这是一个著名的回溯问题，可以通过递归来解决。基本上是一种蛮力方法，其中尝试了所有可能的组合，但至少给出了3个边界条件，以简化搜索。

这是算法：

s变量，表示所选元素的总和，直到现在。

r变量表示剩余数组的总和。

M是所需的总和。

k是从0
$ b $开始的索引bw是给定整数的数组

It is a famous backtracking problem which can be solved by recursion. Basically its a brute force approach in which every possible combination is tried but 3 boundary conditions given at least prune the search.
Here is algorithm:
s variable for the sum of elements selected till now.
r variable for the overall sum of the remaining array.
M is the sum required.
k is index starting with 0
w is array of given integers

Sum(k,s,r)
{
    x[k]:=1;  //select the current element
    if(s<=M & r>=M-s & w[k]<=M-s)
    then
    {
        if(s+w[k]==M)
        then output all i [1..k] that x[i]=1
        else
        sum(k+1,s+w[k],r-w[k])
    }
    x[k]:=0  //don't select the current element
    if(s<=M) & (r>=M-s) & (w[k]<=M-s)
    then
    {
        if (M==s)
        then output all i [1..k] that x[i]=1
        else
        sum(k+1,s,r-w[k])
    }
}

我正在使用数组 x标记为解决方案选择的候选编号。
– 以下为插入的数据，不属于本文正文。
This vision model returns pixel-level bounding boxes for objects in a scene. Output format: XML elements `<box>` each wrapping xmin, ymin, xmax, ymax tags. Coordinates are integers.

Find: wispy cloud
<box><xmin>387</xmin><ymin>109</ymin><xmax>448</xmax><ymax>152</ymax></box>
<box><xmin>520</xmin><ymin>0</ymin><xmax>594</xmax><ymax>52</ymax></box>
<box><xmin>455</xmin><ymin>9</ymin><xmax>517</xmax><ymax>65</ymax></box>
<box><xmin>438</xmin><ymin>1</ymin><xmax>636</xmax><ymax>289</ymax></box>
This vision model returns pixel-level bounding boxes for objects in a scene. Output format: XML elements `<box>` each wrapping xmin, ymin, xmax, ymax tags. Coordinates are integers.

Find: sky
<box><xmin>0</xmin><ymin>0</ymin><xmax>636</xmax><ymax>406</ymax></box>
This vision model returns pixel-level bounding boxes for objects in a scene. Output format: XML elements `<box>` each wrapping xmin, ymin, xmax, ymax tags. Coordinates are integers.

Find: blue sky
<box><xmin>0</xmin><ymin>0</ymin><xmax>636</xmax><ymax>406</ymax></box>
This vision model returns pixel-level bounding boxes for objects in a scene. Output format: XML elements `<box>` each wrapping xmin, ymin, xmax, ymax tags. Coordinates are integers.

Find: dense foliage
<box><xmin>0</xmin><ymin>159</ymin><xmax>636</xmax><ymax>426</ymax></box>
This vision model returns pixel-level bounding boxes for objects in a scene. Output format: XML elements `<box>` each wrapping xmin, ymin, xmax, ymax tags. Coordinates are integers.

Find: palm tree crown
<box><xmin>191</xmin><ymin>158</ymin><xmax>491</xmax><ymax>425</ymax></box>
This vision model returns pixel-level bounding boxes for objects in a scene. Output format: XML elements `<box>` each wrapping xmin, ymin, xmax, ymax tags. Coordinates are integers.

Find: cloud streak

在每个步骤3中，检查边界条件：

I am using an array "x" to mark the candidate numbers selected for solution. At each step 3 boundary conditions are checked:

1. Sum of selected elements in "x" from "w" shouldn't exceed M. s<M.    
2. Remaining numbers in array should be able to complete M. r>=M-s.
3. Single remaining value in w shouldn't overflow M. w[k]<=M-s.  

如果任何条件失败，则终止该分支。

If any of the condition is failed, that branch is terminated.